The plan was to just make sure that it was all paid off, then it could be over. The debt was arguably the reason for wanting it to all be over. But it was just too much to handle. It was also too much to pass on to loved ones. So just pay it off, then it could be done. That’s easy, a quantifiable number pointing the way towards the end. An understandable goal is good. Receipt upon payment mister so-and-so.
So the work was done. It wasn’t that easy, but looking back, it wasn’t too bad. Not too bad at all. And surprisingly it didn’t bring with it the end. Only another beginning. It started all over again, but not from scratch. And then there were different goals and realizations. It could really be different this time around. People can change.

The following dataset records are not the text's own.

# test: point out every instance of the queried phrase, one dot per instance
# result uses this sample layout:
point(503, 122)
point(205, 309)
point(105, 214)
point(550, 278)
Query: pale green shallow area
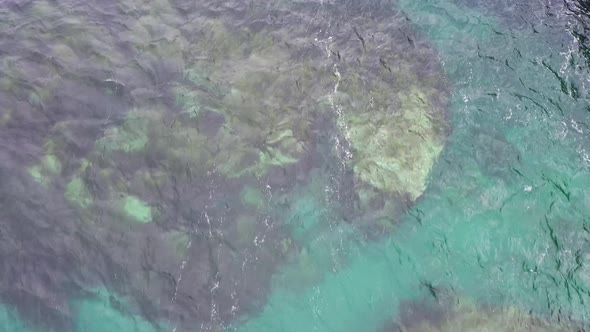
point(486, 234)
point(504, 219)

But then there’s the uncertainty of that last thing. And another thing. The pieces begin to build on top of the stomach, affecting the appetite. What’s happening down there? How about up here? That’s the explanation? Can’t it be stopped? It’s only an attempt to survive, but it must be poor and weak. Everything else says so.
What needed to be paid off was done so a good while ago, and it does the mind well to think that lessons were learned in the process; lessons how not to ever go through that again. It’s back at the beginning though. How could it be? More debt, but of a different kind. The same plan creeps up into view. It seems like the only option: just pay it off then it can be over. That isn’t actually an option though. The goal has not path and no end. So, that plan won’t provide the necessary trick this time.
Still, attempting to count. Quiet! Losing track. This is pointless. Too many defaults. Please forgive me.